I removed DAC delay in favour of Net (= Clock Drift + Source Drift + Corrections):
Just for clarification: all parameters are set to default (eg drift is 88 frames).
I'm just wondering if the error begins to cross the threshold at around 142
Which error?
Ok, I enabled debug output for the Linux audio driver to see when the frequency is adjusted. In the current test I can see that around the frequency is adjusted (faster) and the number fo corrections rapidly is growing. After 52 seconds the frequency is adjusted to run slower (it is the same value as before the adjustment).
In the current running test the number of corrections before the adjustment was done was 0!
The "error" I meant was just the latency error calculation. But that would not account for the duration of the change in the rate of corrections – there seems to be some kind of hysteresis effect working there, but I don't know where it could be coming from. Trying to understand the patches for that clock problem on the Freescale i.MX28 CPU, is it possible that the dividing ratios are being changed from time to time? Also, that clock drift figure is still rough – it might be a further clue...
Ah – our posts crossed. So my guess might be right?
Yes, it is. Every 420.1 seconds the frequency is adjusted for 52 seconds to maintain audio synchronization within +/-20ms of sample rate.
I will run a test now with setting the drift to 882 (= 20ms).
That looks like it then. The first 420 seconds is around 144 samples. The rapid change lasts to around sample 161, thus 15 samples or 45 seconds. It's plausible.
This is the graph with MCLK frequency adjustment. Drift is set to 882:
You can see clearly that every 420 seconds the frequency (the clock is slower then the desired clock) is adjusted for 52 seconds (clock runs faster then the desired clock).
What do you think about this?
[Edit]: The tests lasts about 3000 seconds.
That graph looks exactly as I would expect. The clock drift still looks rough. What does it sound like, I wonder? I think it should sound pretty okay, though you might hear bursts of crackle every 420 seconds...
Sounds much better now! Far less crackles.
This is a graph a made when I measured the roundtrip time. Maybe that's why the clock drift looks so rough?
Yep. The filter should be discarding the outliers, but there is still plenty of variation below 10,000 (10 milliseconds?). Do you have any ideas about the round-trip time variations yourself?
Yes, 10 ms.
Do you have any ideas about the round-trip time variations yourself?

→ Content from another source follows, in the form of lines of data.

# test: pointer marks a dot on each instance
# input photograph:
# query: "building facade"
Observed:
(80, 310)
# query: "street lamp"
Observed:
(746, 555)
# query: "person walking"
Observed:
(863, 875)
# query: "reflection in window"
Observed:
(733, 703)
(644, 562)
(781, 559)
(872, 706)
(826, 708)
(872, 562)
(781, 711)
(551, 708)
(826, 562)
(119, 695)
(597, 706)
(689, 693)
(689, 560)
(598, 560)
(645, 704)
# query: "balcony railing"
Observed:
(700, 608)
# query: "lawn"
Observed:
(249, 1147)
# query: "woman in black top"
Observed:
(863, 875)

Not sure about this. Maybe some wifi driver issues? Do you think it's worth to look at this?
Off the top of my head, yes, I do – something is going on there. I guess I should do a few tests myself here to compare it with, but my vague memory is that the times were in the low single milliseconds, often much lower.
Okay, I'll have a look at this tomorrow. Many thanks so far!

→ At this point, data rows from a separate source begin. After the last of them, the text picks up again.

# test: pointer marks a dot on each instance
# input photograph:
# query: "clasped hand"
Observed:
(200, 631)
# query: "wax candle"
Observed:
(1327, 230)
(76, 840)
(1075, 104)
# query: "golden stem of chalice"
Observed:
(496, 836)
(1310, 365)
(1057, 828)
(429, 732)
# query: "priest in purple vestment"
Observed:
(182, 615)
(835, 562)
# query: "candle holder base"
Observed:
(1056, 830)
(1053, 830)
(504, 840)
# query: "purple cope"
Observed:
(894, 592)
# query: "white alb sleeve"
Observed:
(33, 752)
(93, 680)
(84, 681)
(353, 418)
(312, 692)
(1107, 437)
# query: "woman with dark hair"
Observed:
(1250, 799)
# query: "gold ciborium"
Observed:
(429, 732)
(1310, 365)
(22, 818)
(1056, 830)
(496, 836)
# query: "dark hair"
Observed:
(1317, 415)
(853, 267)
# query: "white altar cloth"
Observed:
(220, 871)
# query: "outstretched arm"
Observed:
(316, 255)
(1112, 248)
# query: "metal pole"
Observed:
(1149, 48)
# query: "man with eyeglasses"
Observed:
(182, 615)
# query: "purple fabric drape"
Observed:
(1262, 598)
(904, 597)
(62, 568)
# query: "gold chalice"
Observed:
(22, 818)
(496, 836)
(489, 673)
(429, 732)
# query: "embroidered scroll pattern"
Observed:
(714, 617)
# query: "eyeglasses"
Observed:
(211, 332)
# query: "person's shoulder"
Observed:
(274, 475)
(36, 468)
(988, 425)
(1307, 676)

Here's an example on a TP-Link 710N using its built-in WiFi here at home. Seems to be just over 2 ms on average, and pretty even.
Thanks for the test! I run several tests om my own, but did not succeed in getting an average ping time under 5ms. I will discuss this on the linux-wireless mailing list, as it is not shairport specific.
Nevertheless, I will post any results here.
Thanks. We might be able to close this issue soon, I'm thinking.
I close this thread until any new breakthrough discoveries are made.
Again, @mikebrady many thanks for all the work and investigations!
Thanks – it was very interesting.
When streaming from iTunes to my custom device I always hear small cracks when shairport-sync does basic stuffing. I changed several parameters but nothing helped. The cracks are also audible when I change the volume. You write in the README that
The cracks are very good to hear when playing a sinus tone.
How can I influence the number of frames inserted/deleted? Or do you have another idea what might be wrong here?